Humans have not yet fully understood the reasons and mechanisms of dreaming. In ancient times, many believed that during sleep, the soul, or part of it, left the body, and the things seen in dreams were experiences encountered by the soul outside the body. Some ancient civilizations believed dreams were a kind of prophecy, a revelation from the gods. In modern science, however, scientists generally believe dreams are activities of the human brain, a way for the brain to process memory, emotions, stress, and the unconscious. Dreams are a window for expressing desires and feelings from reality.

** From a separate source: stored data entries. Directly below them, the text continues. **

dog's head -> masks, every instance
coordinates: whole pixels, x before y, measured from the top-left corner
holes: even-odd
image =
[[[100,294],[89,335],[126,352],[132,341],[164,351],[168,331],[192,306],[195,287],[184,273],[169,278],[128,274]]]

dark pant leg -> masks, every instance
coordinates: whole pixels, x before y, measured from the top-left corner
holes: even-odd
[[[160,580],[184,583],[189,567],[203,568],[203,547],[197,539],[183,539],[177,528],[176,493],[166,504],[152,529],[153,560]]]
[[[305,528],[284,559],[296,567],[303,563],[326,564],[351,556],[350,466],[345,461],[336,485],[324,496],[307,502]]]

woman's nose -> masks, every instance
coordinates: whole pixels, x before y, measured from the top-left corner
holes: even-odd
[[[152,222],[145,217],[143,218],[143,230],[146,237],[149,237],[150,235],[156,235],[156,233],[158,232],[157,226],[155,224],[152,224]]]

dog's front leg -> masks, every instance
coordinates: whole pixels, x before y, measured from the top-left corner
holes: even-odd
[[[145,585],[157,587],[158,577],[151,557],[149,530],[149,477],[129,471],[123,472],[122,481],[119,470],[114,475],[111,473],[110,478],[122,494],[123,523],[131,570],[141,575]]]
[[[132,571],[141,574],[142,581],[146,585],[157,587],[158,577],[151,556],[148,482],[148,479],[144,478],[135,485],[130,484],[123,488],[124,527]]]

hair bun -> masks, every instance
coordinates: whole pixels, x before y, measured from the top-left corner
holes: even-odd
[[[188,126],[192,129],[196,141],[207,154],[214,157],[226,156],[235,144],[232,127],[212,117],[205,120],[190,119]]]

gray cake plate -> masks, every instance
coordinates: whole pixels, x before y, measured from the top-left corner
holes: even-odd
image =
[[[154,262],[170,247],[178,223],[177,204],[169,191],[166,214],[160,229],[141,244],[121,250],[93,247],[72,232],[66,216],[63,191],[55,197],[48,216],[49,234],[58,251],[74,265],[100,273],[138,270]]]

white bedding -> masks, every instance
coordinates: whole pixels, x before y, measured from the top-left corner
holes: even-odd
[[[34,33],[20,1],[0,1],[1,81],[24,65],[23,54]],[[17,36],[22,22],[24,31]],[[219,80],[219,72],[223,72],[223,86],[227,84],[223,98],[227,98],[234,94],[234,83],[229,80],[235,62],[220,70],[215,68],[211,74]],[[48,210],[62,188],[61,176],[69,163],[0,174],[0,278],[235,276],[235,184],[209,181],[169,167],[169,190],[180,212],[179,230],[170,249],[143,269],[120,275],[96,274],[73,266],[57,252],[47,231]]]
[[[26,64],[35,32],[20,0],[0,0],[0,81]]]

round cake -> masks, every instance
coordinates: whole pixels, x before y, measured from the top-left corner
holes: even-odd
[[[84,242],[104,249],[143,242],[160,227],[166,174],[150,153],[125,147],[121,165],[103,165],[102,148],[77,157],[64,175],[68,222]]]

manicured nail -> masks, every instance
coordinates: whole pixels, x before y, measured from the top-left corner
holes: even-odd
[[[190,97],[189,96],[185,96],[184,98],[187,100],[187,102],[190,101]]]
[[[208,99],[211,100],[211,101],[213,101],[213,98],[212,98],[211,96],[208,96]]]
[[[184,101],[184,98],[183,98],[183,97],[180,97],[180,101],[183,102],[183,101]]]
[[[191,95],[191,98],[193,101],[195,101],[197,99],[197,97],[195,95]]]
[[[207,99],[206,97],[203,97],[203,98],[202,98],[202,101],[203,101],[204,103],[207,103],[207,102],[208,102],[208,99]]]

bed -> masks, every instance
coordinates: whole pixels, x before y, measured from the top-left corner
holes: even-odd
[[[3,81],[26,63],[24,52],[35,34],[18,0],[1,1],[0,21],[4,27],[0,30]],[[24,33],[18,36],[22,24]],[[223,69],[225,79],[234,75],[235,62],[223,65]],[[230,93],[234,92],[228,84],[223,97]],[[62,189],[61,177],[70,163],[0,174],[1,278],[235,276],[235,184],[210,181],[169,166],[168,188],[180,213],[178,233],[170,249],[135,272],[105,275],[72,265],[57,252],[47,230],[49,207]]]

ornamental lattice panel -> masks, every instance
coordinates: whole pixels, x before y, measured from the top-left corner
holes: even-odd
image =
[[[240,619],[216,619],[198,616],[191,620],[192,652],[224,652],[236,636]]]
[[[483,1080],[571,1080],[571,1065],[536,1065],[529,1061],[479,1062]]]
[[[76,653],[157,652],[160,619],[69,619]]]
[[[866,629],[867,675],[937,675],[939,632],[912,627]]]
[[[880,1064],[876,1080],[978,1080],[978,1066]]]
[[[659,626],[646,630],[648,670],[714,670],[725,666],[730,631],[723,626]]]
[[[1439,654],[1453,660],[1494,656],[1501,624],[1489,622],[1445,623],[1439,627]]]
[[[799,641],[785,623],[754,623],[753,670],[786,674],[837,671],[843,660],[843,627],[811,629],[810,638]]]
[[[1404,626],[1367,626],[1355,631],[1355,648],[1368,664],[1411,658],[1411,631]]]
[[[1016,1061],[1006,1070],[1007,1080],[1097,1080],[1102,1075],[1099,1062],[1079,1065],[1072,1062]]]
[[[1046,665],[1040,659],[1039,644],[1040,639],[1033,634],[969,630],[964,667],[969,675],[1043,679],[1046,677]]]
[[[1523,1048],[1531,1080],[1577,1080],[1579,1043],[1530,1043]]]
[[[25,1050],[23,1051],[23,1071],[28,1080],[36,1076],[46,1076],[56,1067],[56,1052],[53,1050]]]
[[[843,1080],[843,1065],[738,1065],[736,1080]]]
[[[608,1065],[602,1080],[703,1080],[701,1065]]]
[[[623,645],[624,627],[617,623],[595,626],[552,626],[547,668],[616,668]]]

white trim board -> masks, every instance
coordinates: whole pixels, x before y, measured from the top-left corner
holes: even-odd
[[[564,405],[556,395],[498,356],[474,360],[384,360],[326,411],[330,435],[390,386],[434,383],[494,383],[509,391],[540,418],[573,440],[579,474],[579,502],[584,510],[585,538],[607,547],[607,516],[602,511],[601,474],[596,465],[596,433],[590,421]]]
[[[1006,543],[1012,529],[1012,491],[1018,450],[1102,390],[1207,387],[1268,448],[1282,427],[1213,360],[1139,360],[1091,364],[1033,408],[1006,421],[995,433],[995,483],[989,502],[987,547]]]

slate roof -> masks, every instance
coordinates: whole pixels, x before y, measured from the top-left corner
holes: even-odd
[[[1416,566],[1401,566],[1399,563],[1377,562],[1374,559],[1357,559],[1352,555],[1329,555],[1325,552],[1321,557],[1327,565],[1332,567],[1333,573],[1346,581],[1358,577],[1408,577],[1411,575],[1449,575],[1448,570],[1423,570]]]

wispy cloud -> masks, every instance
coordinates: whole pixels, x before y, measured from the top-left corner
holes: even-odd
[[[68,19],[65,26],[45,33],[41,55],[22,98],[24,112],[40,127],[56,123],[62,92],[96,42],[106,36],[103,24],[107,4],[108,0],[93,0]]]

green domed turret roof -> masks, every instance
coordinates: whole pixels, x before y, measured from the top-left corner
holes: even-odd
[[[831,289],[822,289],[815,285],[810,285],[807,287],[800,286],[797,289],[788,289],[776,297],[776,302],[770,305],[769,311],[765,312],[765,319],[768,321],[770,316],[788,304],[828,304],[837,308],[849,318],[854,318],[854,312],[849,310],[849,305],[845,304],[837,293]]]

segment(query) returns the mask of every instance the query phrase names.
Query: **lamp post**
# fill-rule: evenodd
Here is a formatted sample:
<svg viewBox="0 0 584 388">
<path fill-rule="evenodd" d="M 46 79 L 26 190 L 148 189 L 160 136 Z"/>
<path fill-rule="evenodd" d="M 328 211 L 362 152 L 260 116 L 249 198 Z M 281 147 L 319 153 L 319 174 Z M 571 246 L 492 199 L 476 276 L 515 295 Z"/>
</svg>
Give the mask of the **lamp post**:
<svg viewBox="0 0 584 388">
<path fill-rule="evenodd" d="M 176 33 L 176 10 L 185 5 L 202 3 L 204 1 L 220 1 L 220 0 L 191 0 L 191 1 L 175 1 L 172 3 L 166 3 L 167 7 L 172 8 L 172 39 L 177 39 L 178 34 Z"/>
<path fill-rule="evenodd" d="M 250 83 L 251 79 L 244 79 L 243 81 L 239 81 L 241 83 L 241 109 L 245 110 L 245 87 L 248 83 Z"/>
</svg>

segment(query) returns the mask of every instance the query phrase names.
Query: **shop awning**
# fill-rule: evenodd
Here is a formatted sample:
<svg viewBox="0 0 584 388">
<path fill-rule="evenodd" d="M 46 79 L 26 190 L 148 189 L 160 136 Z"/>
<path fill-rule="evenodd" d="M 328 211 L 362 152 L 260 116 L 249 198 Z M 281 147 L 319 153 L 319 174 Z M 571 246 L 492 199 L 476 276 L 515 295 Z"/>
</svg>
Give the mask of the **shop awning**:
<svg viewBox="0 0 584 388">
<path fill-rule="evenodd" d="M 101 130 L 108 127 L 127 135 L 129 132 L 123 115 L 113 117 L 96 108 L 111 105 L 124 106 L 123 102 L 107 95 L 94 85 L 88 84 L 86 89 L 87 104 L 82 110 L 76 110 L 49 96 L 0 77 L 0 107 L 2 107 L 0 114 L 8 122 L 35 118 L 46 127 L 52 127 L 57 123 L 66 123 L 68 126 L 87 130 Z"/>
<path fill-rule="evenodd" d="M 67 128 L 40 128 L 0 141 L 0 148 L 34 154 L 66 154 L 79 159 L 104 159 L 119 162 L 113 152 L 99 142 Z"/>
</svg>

In the school of the famous Austrian psychologist and psychoanalyst Sigmund Freud, dreams are mainly driven by the unconscious and are “wish fulfillment.” He called dreams the “royal road to the unconscious,” a way to express desires repressed in daily life. But these desires do not appear directly in our dreams; they are disguised and distorted, presented indirectly. Moreover, dreams are not only wish fulfillment but can also reflect inner unease and fear. Dreams can be divided into manifest dreams and latent dreams. Manifest dreams are the surface form, the disguised and distorted version just mentioned. Latent dreams are the true, deeper meaning hidden beneath the manifest dream. For example, if you dream of running happily across a vast meadow, that is the manifest dream. The latent meaning beneath it may be that your current life and work are heavily constrained and stressful, leaving you breathless, so the dream expresses this in a disguised form. Of course, this is just a simple example.
One school of neuroscience theory holds that dreams are merely products of the brain’s processing of information and memory. Scientists who support this view disagree with Freud. They believe dreams are products of brain activity during REM sleep. The images in dreams are simply the presentation of various signals received by the brain during REM sleep, organized together. These images are random, mixed, and illogical, yet our brains integrate them and assign meaning.
So, is dreaming actually good or bad? Does frequent dreaming harm the body? In fact, dreaming is a very normal physiological phenomenon. Humans generally have three to six dreams each night. Dreaming usually does not affect sleep. If someone says they rarely dream, in many cases it is simply because they do not remember the content of their dreams. Usually, only particularly strange dreams, or dreams interrupted by waking at the time, are remembered clearly. Otherwise, in many cases our brains do not retain dream content, especially those very ordinary dreams.